12 September 2011: Giving a Stranger a Hug on 9/11
Yesterday evening, being utterly exhausted from watching the heart-breaking non-stop TV-coverage of the tenth anniversary of 9/11, some friends and I decided to take a break by attending a wonderful non-9/11 “celebration of music and art from the 17th to 19th centuries” in the central court of the Spencer Museum of Art on the KU campus. We had great seats on the front row, and we were in for a real treat. On hand were two superb artists from the KU School of Music, vocalist Genaro Mendez, accompanied on the piano by Robert Hiller, in a concert of songs by Purcell, Beethoven, Liszt, and Tosti.
Moments before the concert began, I noticed that the dapper-looking gentleman in his 60’s sitting on my right, who seemed to be saving a couple of seats to his right, kept turning his head to look at other folks who were arriving for the concert. Trying to make chit-chat, I smiled and asked him, “Are you waiting for friends?”

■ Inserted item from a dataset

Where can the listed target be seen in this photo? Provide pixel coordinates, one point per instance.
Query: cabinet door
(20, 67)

“No,” he replied woefully, “I have no friends.”
“Oh, you poor man,” I mumbled sympathetically. “Would you like a hug?”
His face broke out in a smile, so I reached over and hugged him. Then I heard someone laughing behind us. I turned to look. It was Joyce Castle, the opera singer, now also on the music faculty at KU. “You should hug him back,” she said to the stranger I had just hugged. Which he did, promptly. And then the wonderful concert began.
At the reception following the concert, someone told me that the dapper-looking stranger whom I had hugged so spontaneously, and who had hugged me back with equal enthusiasm, was Shade Little, the husband of KU Chancellor Bernadette Gray-Little.
And that’s how I will choose to remember September 11, 2011.